2
(Hacia el final de la conversación telefónica anterior se ha ido haciendo la luz y ante nosotros aparece el ámbito del personaje que denominamos amigo. Algún periódico sobre una mesita. El amigo está hablando por teléfono.)
AMIGO.—Lo sé. Nada, vamos, quédate con ella las horas que convenga. ¿Quiere ponerse? ¿Te parece que querrá hablar conmigo?
VOZ DE MUJER.—Está nerviosa. Es preferible que no.
AMIGO. Dile que para nosotros no tiene ninguna importancia.
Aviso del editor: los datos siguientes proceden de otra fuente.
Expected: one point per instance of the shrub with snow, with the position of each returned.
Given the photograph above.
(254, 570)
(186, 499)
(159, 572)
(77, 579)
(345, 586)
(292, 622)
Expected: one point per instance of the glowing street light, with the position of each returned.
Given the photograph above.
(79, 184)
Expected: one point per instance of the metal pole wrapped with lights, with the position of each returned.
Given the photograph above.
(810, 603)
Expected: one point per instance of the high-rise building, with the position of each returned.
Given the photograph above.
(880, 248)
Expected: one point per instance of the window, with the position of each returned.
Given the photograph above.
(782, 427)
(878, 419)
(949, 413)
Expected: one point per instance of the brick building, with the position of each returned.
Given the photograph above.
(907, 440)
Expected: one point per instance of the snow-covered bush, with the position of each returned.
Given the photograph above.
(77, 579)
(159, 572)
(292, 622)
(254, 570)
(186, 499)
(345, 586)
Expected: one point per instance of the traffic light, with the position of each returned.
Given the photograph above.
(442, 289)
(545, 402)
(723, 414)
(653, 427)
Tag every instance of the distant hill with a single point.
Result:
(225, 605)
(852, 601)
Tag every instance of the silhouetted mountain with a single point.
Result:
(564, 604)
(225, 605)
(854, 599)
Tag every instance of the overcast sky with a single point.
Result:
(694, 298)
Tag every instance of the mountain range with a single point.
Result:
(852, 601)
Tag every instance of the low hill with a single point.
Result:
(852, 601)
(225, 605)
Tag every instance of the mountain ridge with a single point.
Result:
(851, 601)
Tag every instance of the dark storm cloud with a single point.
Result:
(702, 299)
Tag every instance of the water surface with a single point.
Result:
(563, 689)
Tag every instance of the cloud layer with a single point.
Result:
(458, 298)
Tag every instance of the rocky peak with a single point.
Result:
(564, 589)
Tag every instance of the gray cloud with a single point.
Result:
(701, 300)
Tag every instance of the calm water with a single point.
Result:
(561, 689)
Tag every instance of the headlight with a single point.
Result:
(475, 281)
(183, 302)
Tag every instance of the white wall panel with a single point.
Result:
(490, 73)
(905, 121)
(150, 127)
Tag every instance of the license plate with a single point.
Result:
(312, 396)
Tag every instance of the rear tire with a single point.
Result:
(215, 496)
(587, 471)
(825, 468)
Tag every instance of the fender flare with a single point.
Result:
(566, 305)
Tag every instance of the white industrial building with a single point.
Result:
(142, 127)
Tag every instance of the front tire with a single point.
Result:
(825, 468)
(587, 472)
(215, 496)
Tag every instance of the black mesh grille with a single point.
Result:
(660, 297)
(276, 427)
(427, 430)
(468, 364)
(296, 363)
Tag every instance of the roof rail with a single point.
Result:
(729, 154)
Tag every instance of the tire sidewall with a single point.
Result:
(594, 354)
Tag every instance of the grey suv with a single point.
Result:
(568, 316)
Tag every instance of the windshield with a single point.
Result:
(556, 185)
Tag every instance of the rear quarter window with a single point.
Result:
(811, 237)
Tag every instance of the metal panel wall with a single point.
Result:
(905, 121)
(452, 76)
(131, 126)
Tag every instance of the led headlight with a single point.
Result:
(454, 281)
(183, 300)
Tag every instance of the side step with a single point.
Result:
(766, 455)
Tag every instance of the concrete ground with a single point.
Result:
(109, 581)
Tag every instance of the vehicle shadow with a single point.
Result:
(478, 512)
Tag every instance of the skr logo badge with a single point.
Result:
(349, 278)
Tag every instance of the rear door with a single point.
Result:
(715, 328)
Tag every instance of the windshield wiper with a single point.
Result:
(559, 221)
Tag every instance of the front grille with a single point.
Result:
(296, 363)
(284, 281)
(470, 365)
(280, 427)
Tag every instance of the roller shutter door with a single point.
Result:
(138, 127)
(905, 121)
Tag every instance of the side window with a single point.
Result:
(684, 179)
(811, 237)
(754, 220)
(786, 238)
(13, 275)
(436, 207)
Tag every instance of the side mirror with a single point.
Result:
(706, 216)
Menuda cabeza de chorlito.
VOZ DE MUJER.—No se lo diré. Ella le da una especie de… trascendencia. Aún lo estropearíamos más.
AMIGO.—El problema es el chico ese. ¿Te oye, ella?
VOZ DE MUJER.—No.
AMIGO.—El chico no me gusta. Me da miedo, no sé por qué. Hablaré con él.
VOZ DE MUJER.—¿Tú crees?
AMIGO.—Sí, sólo cuatro palabras. Para que no influya en ella, ¿sabes? No es el hecho en sí ni la decisión que ella quiera tomar; es él quien nos complica las cosas. (Suena el timbre de la puerta.) Llaman. Nuestro invitado, supongo.
VOZ DE MUJER.—Explícale que siento no poder quedarme. Inventa una excusa.
AMIGO.—Sí, de acuerdo. Ocúpate de la niña. Dile que la quiero. (Cuelga. Va a abrir. Vuelve con el profesor.) Bienvenido a casa. Pasa. Vamos a estar solos, ¿sabes?
PROFESOR.—(No mostrará la seguridad irritante que mantenía frente al muchacho.) ¿Tu mujer no está?
AMIGO.—No. Lo siente mucho. Un problema de última hora. Una…, una parienta mayor, una tía suya… Se ha encontrado mal y ha tenido que ir a ocuparse de ella.
PROFESOR. —¿Por qué no me lo decíais? Podríamos dejarlo para otro día.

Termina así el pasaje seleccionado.